Twelve people, including judges and a former deputy, were arrested in Ecuador on Monday as part of a “purge operation” against officials suspected of being linked to the drug trade, the attorney general's office said.

• Also read: Military abuses, the hidden face of the state of emergency in Ecuador

• Also read: Family of “Fito,” a fugitive Ecuadorian gang leader, deported from Argentina

According to a press release broadcast on and from provincial officials. The operation took place in the same Pacific Coast Province, one of the provinces most affected by drug trafficking.

Two firearms, luxury watches, jewelry and thousands of dollars in cash were discovered in the home of former MP Pablo Muentes, a member of the Christian Social Party (PSC), who was among those arrested, said Attorney General Diana Salazar.

These people are suspected of making “legislative politics, the judiciary and the drug trade work hand in hand (…),” explained Ms. Salazar, hailing this new operation as a “purge of what the country needs.”

This case is an example of how corruption “emanating from the highest levels of local politics” has corrupted “the administration of justice in one of the country's most important provinces.”

With “Metastasis, we begin to clean up the sectors contaminated by drug trafficking”, she welcomed the extensive investigation into her services that led to the arrest in December of about thirty officials, including judges, prosecutors, police officers and prison officers, all suspected , being involved in organized crime related to drug trafficking.

Dozens of judges, politicians, prosecutors, police officers and a former prison director have been accused of granting favors to gangsters in exchange for money, gold, prostitutes, apartments and other luxuries.

“Undercover” state

In December, the U.S. ambassador to Quito, Michael Fitzpatrick, warned that Ecuador's justice system was seen as a “jackpot” for drug traffickers seeking to infiltrate the state and operate with impunity.

At the end of February, Ms.
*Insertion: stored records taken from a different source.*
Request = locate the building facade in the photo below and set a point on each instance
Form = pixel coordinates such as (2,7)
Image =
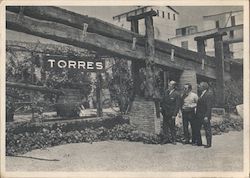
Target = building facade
(165,22)
(229,22)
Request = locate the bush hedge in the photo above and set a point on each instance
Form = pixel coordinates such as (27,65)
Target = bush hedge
(24,137)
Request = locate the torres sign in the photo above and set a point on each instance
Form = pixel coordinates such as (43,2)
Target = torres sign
(80,64)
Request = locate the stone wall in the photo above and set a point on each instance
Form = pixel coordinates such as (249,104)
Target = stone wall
(143,116)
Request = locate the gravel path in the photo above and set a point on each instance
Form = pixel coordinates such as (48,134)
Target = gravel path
(225,155)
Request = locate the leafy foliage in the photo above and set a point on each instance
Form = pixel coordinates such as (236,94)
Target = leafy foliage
(121,84)
(25,66)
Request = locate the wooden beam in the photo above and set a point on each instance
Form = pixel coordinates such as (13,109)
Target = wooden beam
(141,15)
(73,36)
(234,40)
(33,87)
(99,94)
(213,35)
(227,29)
(100,27)
(219,54)
(150,52)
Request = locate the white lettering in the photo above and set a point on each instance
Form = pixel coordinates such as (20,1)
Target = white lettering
(72,64)
(81,64)
(63,62)
(99,65)
(90,65)
(52,61)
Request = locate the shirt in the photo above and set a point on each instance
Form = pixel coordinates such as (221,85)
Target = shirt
(203,93)
(190,101)
(171,92)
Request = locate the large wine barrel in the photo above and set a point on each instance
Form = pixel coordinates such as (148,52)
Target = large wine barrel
(67,104)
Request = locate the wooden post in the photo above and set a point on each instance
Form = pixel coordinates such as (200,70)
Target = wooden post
(99,94)
(201,46)
(165,79)
(219,60)
(135,65)
(226,49)
(150,52)
(134,26)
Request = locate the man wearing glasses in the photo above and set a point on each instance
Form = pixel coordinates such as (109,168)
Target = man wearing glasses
(170,106)
(188,108)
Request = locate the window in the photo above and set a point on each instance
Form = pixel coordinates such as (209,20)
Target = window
(233,20)
(178,32)
(183,31)
(231,34)
(184,44)
(217,24)
(205,42)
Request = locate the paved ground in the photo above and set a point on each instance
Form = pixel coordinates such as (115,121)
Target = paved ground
(225,155)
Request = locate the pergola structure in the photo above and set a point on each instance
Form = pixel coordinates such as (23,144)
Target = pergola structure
(90,33)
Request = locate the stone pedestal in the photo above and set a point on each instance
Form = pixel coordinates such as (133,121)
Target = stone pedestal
(188,76)
(143,116)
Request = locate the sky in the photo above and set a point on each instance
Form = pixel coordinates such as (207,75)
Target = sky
(189,15)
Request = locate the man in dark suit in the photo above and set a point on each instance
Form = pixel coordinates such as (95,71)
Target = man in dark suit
(170,106)
(203,114)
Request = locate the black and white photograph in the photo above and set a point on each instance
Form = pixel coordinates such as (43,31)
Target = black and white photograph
(125,90)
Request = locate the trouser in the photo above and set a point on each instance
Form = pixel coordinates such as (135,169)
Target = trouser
(208,131)
(188,117)
(169,125)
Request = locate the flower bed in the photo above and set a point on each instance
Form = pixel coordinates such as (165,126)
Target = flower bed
(24,137)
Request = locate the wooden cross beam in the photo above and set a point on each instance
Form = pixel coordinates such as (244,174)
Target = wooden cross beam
(100,27)
(73,36)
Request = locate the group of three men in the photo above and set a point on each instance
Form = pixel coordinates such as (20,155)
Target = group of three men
(195,110)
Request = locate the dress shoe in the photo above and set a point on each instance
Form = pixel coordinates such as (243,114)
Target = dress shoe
(174,143)
(186,142)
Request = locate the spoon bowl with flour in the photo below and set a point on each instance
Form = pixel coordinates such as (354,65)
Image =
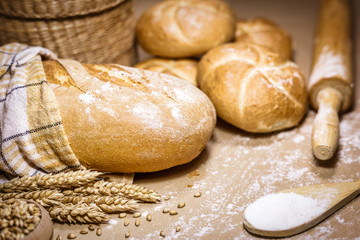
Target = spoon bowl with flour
(295,210)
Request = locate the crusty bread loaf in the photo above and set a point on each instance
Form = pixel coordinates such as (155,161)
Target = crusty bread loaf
(122,119)
(266,33)
(252,87)
(182,68)
(185,28)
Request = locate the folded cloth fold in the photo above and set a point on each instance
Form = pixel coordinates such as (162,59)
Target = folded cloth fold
(33,139)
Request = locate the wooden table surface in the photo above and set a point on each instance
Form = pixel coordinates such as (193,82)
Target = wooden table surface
(237,167)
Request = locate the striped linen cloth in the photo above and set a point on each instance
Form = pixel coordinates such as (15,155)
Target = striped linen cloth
(33,139)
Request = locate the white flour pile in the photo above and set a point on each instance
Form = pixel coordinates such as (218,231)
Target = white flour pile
(283,211)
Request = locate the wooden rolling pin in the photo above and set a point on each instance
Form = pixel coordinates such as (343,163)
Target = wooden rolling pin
(330,84)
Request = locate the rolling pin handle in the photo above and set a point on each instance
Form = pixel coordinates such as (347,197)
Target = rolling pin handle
(325,133)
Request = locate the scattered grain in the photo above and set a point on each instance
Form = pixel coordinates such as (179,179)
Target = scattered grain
(181,205)
(71,236)
(137,222)
(198,194)
(99,231)
(173,212)
(126,222)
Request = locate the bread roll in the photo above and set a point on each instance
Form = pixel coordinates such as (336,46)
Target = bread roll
(122,119)
(266,33)
(252,87)
(185,28)
(183,68)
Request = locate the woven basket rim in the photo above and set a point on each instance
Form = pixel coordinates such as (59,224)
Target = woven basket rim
(54,9)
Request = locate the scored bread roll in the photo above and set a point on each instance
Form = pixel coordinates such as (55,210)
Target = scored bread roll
(123,119)
(182,68)
(252,88)
(266,33)
(185,28)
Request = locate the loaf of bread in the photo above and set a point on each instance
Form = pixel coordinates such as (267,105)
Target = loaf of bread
(252,87)
(185,28)
(182,68)
(123,119)
(264,32)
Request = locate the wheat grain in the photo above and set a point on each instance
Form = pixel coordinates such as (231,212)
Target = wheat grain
(78,213)
(106,203)
(62,180)
(119,189)
(18,218)
(45,198)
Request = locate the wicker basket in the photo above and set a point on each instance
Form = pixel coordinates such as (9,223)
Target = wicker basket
(90,31)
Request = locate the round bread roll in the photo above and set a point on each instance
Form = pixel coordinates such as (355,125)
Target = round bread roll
(266,33)
(252,87)
(122,119)
(185,28)
(182,68)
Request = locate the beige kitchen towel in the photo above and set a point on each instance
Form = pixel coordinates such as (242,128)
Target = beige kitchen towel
(33,139)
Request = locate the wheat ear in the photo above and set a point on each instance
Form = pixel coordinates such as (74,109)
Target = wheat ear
(62,180)
(120,189)
(78,213)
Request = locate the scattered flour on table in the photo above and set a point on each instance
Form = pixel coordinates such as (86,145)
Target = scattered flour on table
(282,211)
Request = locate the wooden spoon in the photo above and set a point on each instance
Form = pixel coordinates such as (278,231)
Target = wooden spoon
(330,197)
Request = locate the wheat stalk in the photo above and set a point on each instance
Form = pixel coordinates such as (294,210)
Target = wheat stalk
(62,180)
(45,198)
(17,218)
(78,213)
(119,189)
(106,203)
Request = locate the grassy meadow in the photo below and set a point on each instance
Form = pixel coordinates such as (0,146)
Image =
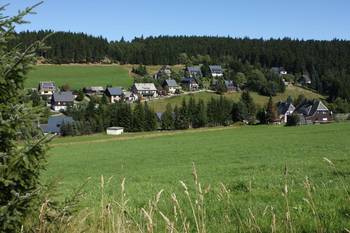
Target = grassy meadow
(293,91)
(276,176)
(79,76)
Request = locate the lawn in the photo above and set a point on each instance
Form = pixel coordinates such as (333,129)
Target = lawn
(250,160)
(159,105)
(79,76)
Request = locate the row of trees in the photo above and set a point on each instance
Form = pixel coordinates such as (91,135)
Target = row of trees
(97,115)
(326,62)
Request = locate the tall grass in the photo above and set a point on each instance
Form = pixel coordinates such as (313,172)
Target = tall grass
(200,208)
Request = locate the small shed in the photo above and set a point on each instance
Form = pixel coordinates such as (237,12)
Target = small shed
(115,130)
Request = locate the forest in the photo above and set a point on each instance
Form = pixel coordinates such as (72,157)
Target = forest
(326,62)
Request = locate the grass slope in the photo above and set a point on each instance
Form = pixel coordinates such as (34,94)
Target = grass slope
(243,157)
(78,76)
(293,91)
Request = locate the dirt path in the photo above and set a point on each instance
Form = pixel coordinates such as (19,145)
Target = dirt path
(144,136)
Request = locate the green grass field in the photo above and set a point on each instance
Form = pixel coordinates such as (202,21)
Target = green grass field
(79,76)
(249,160)
(293,91)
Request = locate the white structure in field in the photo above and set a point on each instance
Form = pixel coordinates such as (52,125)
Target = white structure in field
(115,130)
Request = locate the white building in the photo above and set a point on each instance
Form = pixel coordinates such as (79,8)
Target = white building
(146,90)
(115,130)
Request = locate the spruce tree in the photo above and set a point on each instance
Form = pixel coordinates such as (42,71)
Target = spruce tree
(200,116)
(138,122)
(168,118)
(271,112)
(20,162)
(150,118)
(249,107)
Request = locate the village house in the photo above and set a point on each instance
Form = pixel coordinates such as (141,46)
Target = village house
(164,72)
(230,86)
(94,90)
(194,72)
(46,89)
(285,109)
(145,90)
(216,71)
(130,97)
(61,100)
(279,70)
(54,124)
(313,112)
(170,85)
(115,130)
(114,94)
(304,79)
(189,84)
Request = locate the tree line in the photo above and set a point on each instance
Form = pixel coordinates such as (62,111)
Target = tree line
(97,115)
(326,62)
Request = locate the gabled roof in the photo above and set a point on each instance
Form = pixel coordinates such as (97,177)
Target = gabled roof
(188,80)
(114,91)
(170,83)
(308,108)
(194,69)
(128,94)
(284,107)
(229,83)
(216,69)
(55,122)
(145,87)
(94,89)
(47,85)
(278,70)
(65,96)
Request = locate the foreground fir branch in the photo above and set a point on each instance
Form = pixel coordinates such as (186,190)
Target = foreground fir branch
(22,147)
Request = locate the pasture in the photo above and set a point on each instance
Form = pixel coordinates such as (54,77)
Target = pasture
(79,76)
(255,163)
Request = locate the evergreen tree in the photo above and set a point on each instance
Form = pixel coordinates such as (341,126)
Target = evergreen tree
(200,116)
(248,108)
(271,112)
(168,118)
(138,116)
(181,119)
(20,162)
(150,118)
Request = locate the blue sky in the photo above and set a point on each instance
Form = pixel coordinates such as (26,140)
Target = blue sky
(307,19)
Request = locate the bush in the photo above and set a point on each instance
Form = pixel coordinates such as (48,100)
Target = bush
(293,120)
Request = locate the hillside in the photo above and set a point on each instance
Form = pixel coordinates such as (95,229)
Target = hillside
(79,76)
(159,105)
(250,161)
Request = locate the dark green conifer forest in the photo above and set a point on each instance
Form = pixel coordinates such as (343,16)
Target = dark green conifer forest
(326,62)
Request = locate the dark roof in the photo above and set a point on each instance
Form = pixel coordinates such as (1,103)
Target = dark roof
(114,91)
(306,78)
(170,83)
(283,107)
(55,122)
(188,80)
(159,115)
(65,96)
(47,85)
(194,69)
(94,89)
(216,69)
(229,83)
(145,87)
(308,108)
(278,70)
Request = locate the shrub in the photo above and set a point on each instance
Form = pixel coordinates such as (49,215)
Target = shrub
(293,120)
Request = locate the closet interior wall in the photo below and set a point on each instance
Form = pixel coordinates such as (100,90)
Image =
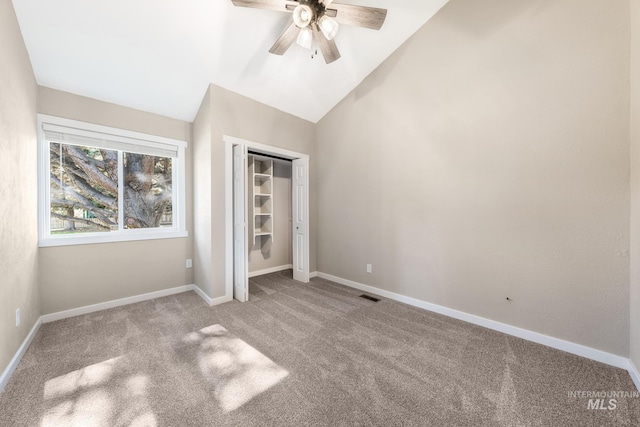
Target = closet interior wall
(279,253)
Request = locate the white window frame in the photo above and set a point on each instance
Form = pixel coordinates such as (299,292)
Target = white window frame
(121,136)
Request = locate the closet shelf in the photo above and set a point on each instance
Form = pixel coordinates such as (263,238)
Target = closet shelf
(261,206)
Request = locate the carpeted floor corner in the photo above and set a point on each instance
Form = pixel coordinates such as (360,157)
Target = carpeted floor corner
(300,355)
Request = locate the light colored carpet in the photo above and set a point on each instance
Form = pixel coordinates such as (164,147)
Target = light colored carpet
(296,355)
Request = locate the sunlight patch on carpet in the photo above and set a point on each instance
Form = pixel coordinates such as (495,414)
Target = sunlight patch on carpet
(237,371)
(104,394)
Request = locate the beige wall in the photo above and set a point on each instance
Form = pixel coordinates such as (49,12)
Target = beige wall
(488,158)
(635,183)
(75,276)
(235,115)
(202,206)
(280,251)
(18,189)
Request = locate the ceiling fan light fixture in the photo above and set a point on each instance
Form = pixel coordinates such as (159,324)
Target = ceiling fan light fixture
(328,26)
(305,36)
(303,15)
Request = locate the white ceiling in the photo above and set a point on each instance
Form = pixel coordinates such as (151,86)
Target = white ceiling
(160,55)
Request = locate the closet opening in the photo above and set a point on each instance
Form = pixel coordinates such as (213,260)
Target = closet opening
(267,214)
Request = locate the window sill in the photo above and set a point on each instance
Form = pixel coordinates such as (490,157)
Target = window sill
(112,237)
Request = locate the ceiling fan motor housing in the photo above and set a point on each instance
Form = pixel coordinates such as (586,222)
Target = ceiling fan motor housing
(313,7)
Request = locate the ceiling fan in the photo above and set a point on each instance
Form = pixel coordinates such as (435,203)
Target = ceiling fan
(317,20)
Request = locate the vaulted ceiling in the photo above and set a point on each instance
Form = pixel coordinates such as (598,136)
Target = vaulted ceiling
(160,55)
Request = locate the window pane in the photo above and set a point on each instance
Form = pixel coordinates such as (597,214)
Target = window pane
(84,189)
(147,191)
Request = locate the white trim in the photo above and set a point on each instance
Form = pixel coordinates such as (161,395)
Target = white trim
(569,347)
(6,375)
(280,152)
(635,375)
(270,270)
(52,317)
(229,142)
(211,301)
(228,219)
(140,138)
(131,235)
(177,230)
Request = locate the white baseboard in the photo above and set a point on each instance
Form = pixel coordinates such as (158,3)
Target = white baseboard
(4,379)
(270,270)
(211,301)
(46,318)
(569,347)
(635,374)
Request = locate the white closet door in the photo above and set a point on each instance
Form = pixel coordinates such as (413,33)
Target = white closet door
(300,205)
(240,264)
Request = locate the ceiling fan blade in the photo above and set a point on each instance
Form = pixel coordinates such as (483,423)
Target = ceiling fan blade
(279,5)
(360,16)
(327,47)
(286,40)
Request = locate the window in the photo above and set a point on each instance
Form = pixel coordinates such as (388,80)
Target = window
(100,184)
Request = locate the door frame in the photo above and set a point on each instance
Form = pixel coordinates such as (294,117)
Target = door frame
(229,142)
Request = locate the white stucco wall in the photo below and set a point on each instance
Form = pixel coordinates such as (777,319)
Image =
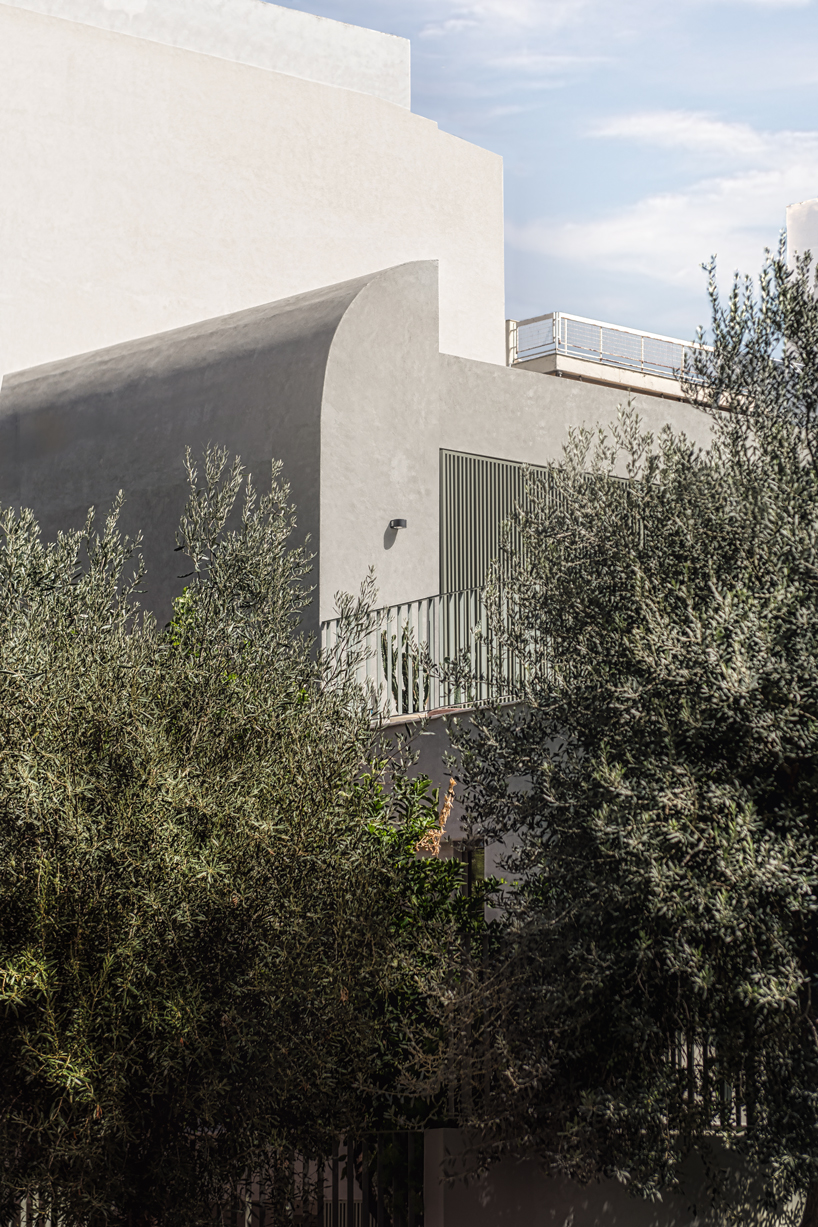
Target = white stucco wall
(146,187)
(388,411)
(802,228)
(254,32)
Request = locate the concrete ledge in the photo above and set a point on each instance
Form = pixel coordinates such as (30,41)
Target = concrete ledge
(606,376)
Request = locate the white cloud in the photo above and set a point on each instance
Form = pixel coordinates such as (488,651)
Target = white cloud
(666,236)
(698,133)
(684,129)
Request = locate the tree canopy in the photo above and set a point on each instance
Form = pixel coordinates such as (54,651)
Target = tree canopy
(656,779)
(215,933)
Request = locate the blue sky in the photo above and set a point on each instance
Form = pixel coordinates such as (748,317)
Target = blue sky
(639,138)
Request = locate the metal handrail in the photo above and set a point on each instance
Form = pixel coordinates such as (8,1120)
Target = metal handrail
(406,648)
(561,333)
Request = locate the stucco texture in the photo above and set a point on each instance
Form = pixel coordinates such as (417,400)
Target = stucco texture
(346,385)
(146,187)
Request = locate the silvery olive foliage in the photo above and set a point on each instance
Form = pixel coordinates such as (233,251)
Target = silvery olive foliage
(215,934)
(655,780)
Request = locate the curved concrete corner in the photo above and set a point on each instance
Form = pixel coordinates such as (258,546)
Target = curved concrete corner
(72,433)
(379,428)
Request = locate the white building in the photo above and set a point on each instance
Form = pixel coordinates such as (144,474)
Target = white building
(221,222)
(169,161)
Salazar judged that “a large part of the state was infiltrated by organized crime and drug trafficking.”

In August, just before the first round of presidential elections, one of the favorites of the vote, Fernando Villavicencio, an investigative journalist who had uncovered several corruption scandals involving high-ranking officials, was assassinated.

Pablo Muentes, the former parliamentarian arrested this Monday, “was one of the five parliamentarians who threatened my father's life,” commented one of Mr. Villavicencio's daughters on the X network. “We always wanted this bandit to be investigated. Now the downfall of these white-collar criminals begins,” she said.

Ecuador, plagued by the trade in cocaine manufactured in Peru and neighboring Colombia, experienced an unprecedented explosion of violence in early January after public enemy number one, alias “Fito,” the leader of the country's most powerful criminal gang, escaped on the run.

Young President Daniel Noboa has since declared a state of emergency and declared war on some twenty gangs linked to Mexican cartels and the Albanian mafia, now considered “terrorists” and belligerents in an “internal armed conflict.”

This measure enabled the use of military forces on the streets and in prisons. Since then, security forces have arrested more than 7,500 people and seized around 65 tons of drugs.